Retire bond before building town office

To the editor,

Kennebunkport Town Office. Dan King photo

Thank you Kennebunkport voters for recognizing the cost of living in our town. I view the no vote on a new town hall not as a rejection of the idea, but as a wake-up call to our town leaders to exercise the same fiscal restraint that residents do in their own homes and families.

I think most are in agreement that more and better work space for town employees is a good idea, but is it an immediate need? It would add more debt to the town parcel bond, which already represents a large, long-term cost to taxpayers, and one that is likely to increase over its life, given the bond’s structure and current interest rates.

Let’s retire that bond before incurring another multi-million-dollar expense. If selling some town-owned property and applying those funds to the parcel bond will accelerate that process, let’s do it. And it wouldn’t hurt to think of ways to offset the cost of a town hall before bringing that idea to the voters again.

I read recently that Kennebunkport’s tax rate is well below that paid by residents of Kennebunk and Arundel.

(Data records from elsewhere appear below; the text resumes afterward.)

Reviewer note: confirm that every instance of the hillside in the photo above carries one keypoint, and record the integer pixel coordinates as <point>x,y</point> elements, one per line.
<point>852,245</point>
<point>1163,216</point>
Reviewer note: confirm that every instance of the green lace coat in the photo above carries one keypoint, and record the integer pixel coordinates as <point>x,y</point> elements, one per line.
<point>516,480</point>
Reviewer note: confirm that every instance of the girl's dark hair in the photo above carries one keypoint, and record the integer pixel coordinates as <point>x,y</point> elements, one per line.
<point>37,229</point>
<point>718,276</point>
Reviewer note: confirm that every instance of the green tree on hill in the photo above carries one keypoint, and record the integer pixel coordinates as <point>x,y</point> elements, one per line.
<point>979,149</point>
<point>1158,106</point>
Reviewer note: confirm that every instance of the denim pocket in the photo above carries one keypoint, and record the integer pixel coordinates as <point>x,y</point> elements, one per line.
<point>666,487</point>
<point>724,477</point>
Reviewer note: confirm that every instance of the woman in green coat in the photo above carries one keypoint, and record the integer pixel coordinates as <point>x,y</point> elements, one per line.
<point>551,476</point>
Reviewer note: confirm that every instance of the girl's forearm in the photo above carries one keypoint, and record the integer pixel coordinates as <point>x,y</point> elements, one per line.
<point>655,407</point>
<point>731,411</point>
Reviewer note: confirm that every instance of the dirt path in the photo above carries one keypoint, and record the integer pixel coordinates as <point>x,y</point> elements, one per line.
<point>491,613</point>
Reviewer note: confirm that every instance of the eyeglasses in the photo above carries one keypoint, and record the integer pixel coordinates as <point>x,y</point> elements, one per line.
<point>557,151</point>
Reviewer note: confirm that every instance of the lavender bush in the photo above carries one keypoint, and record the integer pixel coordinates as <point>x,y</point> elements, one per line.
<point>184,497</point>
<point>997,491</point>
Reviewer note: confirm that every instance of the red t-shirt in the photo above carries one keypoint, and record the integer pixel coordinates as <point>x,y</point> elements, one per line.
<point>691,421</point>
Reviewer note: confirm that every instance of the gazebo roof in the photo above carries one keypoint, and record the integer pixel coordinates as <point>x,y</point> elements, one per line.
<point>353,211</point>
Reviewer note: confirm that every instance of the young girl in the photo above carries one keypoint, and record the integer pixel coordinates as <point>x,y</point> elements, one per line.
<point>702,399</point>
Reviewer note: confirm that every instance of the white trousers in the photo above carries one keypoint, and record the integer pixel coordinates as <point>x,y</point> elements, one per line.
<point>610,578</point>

That’s something to be proud of, and we must find ways to maintain that status, because it’s essential to keeping Kennebunkport affordable for working families and retirees. One way to do that is to prioritize expensive projects rather than asking for them all at once. Given a relatively even and manageable tax burden, taxpayers/voters are more likely to support good investments in our town.


Rita Brown


Demand ban on assault weapons

To the editor,

One simple action could make a difference: Call 283-1101 to contact Sen. Collins at her Biddeford office and ask her helpful staff to tell the senator to forcefully speak out and vote for legislation to ban assault weapons. Insist that she take immediate action to remove the citizens of Maine from the line of fire from assault weapons.

Note: In 1994 Congress enacted a federal assault weapons ban which expired on Sept. 13, 2004. When it expired, assault weapons and large-capacity magazines were legalized, unless banned by state or local laws.

Where assault weapons are used there are nearly six times as many people shot, more than twice as many people killed, and 23 times as many people wounded on average.